I think the syntax might be straight forward, but the layout of your columns should highly depend on what your trying to explain/show/tell. Just straight taking your tabular and putting it into LaTeX using booktabs for style and floatrow to center the tabular and putting the caption above using the code
\documentclass[a4paper,12pt]{scrartcl}
\usepackage[utf8]{inputenc}
\usepackage{booktabs,floatrow}
%center tables
\floatsetup[table]{objectset=centering,capposition=top}
\begin{document}
For a straight forward thingy see Table~\ref{Tab1}.
\begin{table}
\begin{tabular}{lllll}\toprule
&&\textbf{Backward} & \textbf{Forward} & \textbf{Bidirectional}\\\midrule
atis & Training & 345 & 235 & 345\\
& Test & 356 & 252 & 345\\
brown & Training & 465 & 345 & 346\\
& Test & 456 & 342 & 253\\
wsj & Training & 345 & 235 & 254\\
& Test & 4336 & 634 & 3434
\\\bottomrule
\end{tabular}
\caption{The Results}\label{Tab1}
\end{table}
\end{document}
results in the tabular as seen here

But to me it looks like you want to compare Training and Test for certain methods, each applied to one „Object of interes“ (artis, brown & wsj) - so maybe you want to spend one column for each object and get a better way to compare those two by using something like „subcolumns“ as in the following MWE
\documentclass[a4paper,12pt]{scrartcl}
\usepackage[utf8]{inputenc}
\usepackage{booktabs,floatrow}
%center tables
\floatsetup[table]{objectset=centering,capposition=top}
\begin{document}
But maybe also the Table~\ref{Tab2} might be nice?
\begin{table}
\begin{tabular}{lrrrrrr}\toprule
&\multicolumn{2}{c}{\textbf{Backward}}&\multicolumn{2}{c}{\textbf{Forward}}&\multicolumn{2}{c}{\textbf{Bidirectional}}
\\\cmidrule(r){2-3}\cmidrule(r){4-5}\cmidrule(r){6-7}
&Training&Test&Training&Test&Training&Test\\\midrule
atis & 345 & 356
& 235 & 252
& 345 & 345\\
brown & 465& 456
& 345 & 342
& 346 & 253\\
wsj & 345 & 4336
& 235 & 634
& 254 & 3434
\\\bottomrule
\end{tabular}
\caption{The Results}\label{Tab2}
\end{table}
\end{document}
Where i used \cmidrow additionally to group each of the Training-Test-Pairs and used \multicolumn to give these two columns a common title.

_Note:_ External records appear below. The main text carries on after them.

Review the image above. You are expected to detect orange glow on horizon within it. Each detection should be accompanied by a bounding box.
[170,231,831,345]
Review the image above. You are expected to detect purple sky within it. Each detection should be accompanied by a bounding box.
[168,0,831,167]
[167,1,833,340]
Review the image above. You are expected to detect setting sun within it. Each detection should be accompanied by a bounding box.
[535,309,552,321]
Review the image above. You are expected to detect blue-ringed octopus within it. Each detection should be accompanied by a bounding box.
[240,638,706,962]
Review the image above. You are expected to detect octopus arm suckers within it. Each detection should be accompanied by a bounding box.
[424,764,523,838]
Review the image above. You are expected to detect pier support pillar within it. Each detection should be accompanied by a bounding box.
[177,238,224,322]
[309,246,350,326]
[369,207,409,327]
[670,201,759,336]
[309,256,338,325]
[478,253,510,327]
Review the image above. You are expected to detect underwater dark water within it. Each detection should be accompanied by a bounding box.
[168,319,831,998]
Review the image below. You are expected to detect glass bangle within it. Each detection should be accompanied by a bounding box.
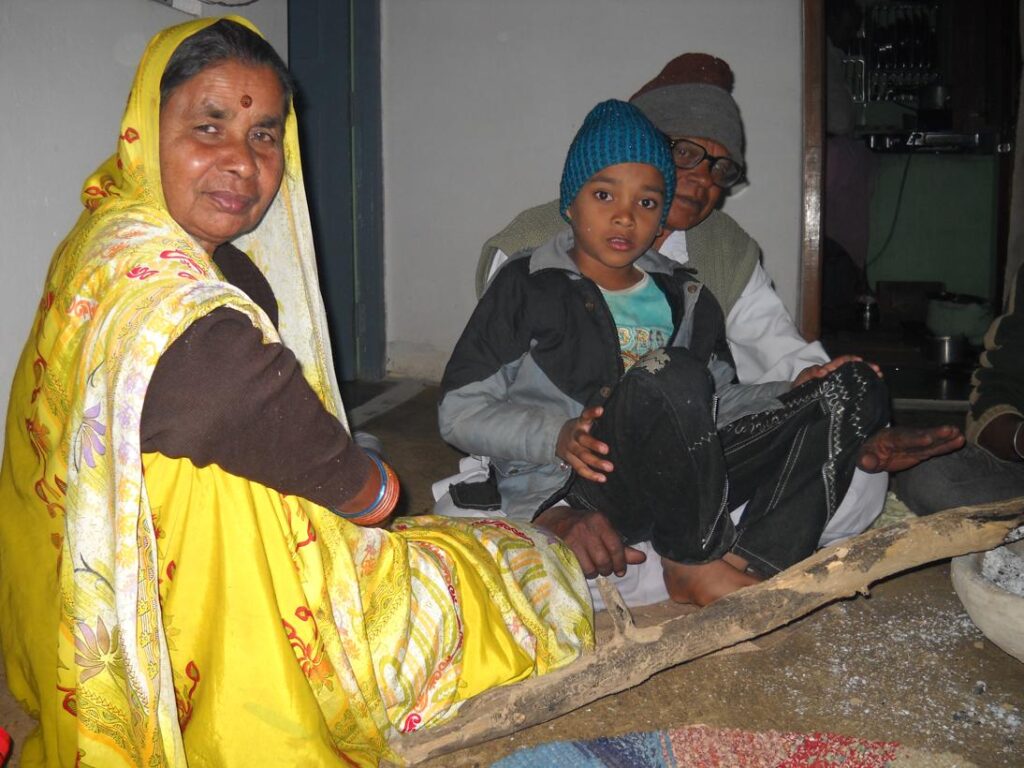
[337,453,397,525]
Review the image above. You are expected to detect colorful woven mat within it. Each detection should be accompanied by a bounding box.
[491,724,970,767]
[0,725,10,767]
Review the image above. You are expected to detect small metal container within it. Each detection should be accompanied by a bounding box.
[856,295,879,331]
[925,334,968,366]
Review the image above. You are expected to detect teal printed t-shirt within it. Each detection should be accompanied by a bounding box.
[600,270,673,370]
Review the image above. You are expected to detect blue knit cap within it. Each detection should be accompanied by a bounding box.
[559,99,676,226]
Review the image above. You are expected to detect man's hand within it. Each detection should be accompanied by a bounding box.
[792,354,882,389]
[557,406,613,482]
[857,425,965,473]
[534,505,646,578]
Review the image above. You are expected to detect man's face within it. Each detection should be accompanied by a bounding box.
[664,136,729,232]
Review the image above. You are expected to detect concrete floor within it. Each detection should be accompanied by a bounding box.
[2,383,1023,766]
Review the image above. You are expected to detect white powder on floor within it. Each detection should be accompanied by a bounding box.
[981,545,1024,597]
[758,591,1023,764]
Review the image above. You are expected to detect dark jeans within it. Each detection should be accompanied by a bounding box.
[565,348,889,576]
[894,443,1024,515]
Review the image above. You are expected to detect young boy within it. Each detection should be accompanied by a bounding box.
[439,100,891,606]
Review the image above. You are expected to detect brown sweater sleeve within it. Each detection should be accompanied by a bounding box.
[140,306,375,510]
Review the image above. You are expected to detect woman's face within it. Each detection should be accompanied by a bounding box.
[159,60,286,254]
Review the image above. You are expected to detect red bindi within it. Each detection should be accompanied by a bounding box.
[240,94,253,108]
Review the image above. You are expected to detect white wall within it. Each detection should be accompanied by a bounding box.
[381,0,804,380]
[0,0,287,424]
[1,0,805,408]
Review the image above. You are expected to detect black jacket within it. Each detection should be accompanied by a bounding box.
[438,229,788,520]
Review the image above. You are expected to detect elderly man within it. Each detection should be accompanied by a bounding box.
[435,53,961,607]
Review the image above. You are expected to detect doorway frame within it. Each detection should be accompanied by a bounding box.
[288,1,386,382]
[800,0,825,342]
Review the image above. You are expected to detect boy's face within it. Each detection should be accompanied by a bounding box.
[567,162,665,290]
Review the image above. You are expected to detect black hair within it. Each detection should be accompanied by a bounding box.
[160,19,294,113]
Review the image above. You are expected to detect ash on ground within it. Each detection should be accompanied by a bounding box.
[982,545,1024,597]
[759,590,1023,765]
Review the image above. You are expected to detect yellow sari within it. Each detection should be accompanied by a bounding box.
[0,16,593,767]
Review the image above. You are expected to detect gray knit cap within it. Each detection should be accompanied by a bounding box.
[559,99,676,225]
[629,53,745,167]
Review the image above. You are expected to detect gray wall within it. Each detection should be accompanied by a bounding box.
[1,0,805,420]
[0,0,287,420]
[381,0,804,379]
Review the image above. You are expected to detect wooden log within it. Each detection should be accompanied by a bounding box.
[387,499,1024,766]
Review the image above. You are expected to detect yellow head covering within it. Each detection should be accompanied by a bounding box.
[75,15,345,422]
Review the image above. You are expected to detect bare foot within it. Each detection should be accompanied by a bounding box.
[661,556,762,607]
[722,551,757,574]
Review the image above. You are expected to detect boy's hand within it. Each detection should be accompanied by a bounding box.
[791,354,882,389]
[557,406,614,482]
[534,506,646,578]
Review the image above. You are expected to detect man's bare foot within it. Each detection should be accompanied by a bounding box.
[661,556,762,607]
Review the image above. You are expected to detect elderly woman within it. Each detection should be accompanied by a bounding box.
[0,17,592,767]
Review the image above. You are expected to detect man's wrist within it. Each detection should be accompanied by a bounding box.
[1012,420,1024,461]
[533,504,581,533]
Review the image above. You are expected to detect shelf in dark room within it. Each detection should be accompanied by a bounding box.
[821,325,974,411]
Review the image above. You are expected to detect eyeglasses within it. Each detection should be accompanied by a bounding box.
[669,138,744,189]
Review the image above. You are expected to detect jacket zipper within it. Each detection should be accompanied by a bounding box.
[702,476,730,549]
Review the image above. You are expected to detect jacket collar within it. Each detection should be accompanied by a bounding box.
[529,227,680,278]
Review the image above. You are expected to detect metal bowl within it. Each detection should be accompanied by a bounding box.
[925,334,968,366]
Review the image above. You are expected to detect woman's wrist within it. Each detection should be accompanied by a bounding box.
[337,452,399,525]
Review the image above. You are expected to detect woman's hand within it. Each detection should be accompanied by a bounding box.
[556,406,613,482]
[791,354,882,389]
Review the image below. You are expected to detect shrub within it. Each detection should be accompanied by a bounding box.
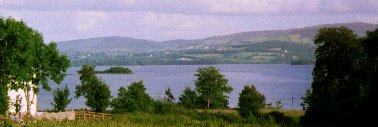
[111,81,153,113]
[51,84,72,112]
[238,85,266,117]
[178,87,198,109]
[153,100,174,114]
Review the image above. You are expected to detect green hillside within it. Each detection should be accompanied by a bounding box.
[56,22,376,66]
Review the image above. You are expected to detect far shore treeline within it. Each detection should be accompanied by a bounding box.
[1,17,377,126]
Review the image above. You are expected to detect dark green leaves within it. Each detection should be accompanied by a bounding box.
[75,64,111,112]
[194,66,232,109]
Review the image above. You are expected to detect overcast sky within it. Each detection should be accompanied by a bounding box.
[1,0,377,42]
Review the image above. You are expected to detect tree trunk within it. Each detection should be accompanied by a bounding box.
[207,98,211,109]
[23,85,31,117]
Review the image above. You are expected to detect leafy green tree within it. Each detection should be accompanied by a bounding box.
[178,87,198,109]
[164,86,175,102]
[75,64,111,112]
[51,84,72,112]
[0,17,70,116]
[194,66,232,109]
[361,27,378,125]
[111,81,153,112]
[301,27,365,126]
[237,85,266,117]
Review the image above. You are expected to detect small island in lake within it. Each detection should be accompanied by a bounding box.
[96,67,133,74]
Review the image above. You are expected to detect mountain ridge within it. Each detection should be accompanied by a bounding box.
[57,22,376,52]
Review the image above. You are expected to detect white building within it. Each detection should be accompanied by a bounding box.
[7,82,38,117]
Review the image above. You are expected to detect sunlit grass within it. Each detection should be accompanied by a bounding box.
[4,108,304,127]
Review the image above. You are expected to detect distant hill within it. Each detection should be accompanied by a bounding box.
[163,22,376,50]
[56,22,377,66]
[57,22,376,52]
[57,36,167,52]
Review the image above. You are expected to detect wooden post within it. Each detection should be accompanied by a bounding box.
[292,97,294,110]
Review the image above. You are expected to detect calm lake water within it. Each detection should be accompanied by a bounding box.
[39,64,313,110]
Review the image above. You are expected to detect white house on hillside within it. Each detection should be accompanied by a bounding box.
[7,82,38,117]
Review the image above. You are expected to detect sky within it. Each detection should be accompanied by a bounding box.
[1,0,378,43]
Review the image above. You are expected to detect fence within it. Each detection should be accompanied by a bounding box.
[75,111,111,120]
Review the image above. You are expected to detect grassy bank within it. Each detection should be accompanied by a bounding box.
[3,108,304,127]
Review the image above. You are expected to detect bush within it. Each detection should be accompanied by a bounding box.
[51,84,72,112]
[111,81,153,113]
[153,100,174,114]
[238,85,266,117]
[266,111,295,126]
[178,87,198,109]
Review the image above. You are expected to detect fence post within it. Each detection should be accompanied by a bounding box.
[292,97,294,110]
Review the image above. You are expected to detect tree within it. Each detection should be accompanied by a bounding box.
[301,27,365,126]
[0,17,70,116]
[111,81,153,112]
[75,64,111,112]
[361,26,378,125]
[237,85,266,117]
[164,86,175,102]
[0,82,8,115]
[194,66,233,109]
[178,87,198,109]
[51,84,72,112]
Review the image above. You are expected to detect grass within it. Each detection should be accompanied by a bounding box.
[3,108,305,127]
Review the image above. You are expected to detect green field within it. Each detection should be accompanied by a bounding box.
[3,108,304,127]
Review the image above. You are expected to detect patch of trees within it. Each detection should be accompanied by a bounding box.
[96,67,133,74]
[300,26,378,126]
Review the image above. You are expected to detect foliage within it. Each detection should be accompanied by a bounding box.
[301,26,378,126]
[111,81,153,113]
[178,87,198,109]
[95,67,133,74]
[0,82,8,115]
[0,17,70,116]
[238,85,266,117]
[360,26,378,125]
[164,86,175,103]
[153,100,174,114]
[194,66,233,109]
[75,64,111,112]
[51,84,72,112]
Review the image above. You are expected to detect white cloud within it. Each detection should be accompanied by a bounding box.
[75,11,109,33]
[202,0,321,14]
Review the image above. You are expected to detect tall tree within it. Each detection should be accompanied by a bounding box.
[0,17,70,116]
[361,26,378,125]
[75,64,111,112]
[194,66,232,109]
[301,27,364,126]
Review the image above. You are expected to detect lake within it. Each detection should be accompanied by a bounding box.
[39,64,313,110]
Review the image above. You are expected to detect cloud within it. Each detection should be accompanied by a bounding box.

The result is

But that of course depends on your data, I assumed here, that Training and Test belonged to the same object, (atis for example) hence putting them in one row seems to be a good idea.
Edit: For the first idea i just used l as left for the column layout, the second one is the one i prefer (r for right), but of course egreg's answer using siunitx is quite nice, too.